The gamma-ray spectrometer experiment was led by James R. Arnold, a chemist at the University of California at San Diego. Its scintillation counter was to detect the natural radioactivity originating from the uppermost layer of the lunar surface. In particular, it would detect gamma rays issued by the decay of uranium, thorium and potassium. If these large-ion lithophile elements were widespread, this would imply that the interior of the Moon had undergone significant thermal differentia­tion. The instrument was mounted on an 18-metre-long boom that would be deployed after the midcourse manoeuvre in order to determine the ‘background’ from the spacecraft itself and from celestial sources. It would operate until the high- gain antenna lost its lock. In fact though, such a study would be better done from a polar orbit in order to obtain global coverage.

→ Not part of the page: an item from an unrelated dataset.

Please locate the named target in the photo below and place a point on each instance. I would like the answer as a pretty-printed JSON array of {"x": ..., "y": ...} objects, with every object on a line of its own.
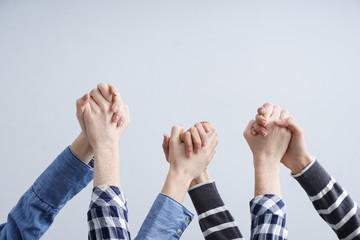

On 27 March 1961 Walter E. Brown, head of the Data Automation Systems Group of JPL’s Space Sciences Division, pointed out that if the signal from the radar altimeter were to be telemetered to Earth, the radar echo could be correlated with the imagery to gain insight into the density, conductivity and thickness of the material at the surface – in particular its dustiness. This information would be of use to the team planning the soft lander. On 28 April, after it was established that this modification would not adversely affect operations, James Burke authorised the modification. The Space Sciences Steering Committee in Washington duly designated Brown as the investigator for the radar reflectivity experiment.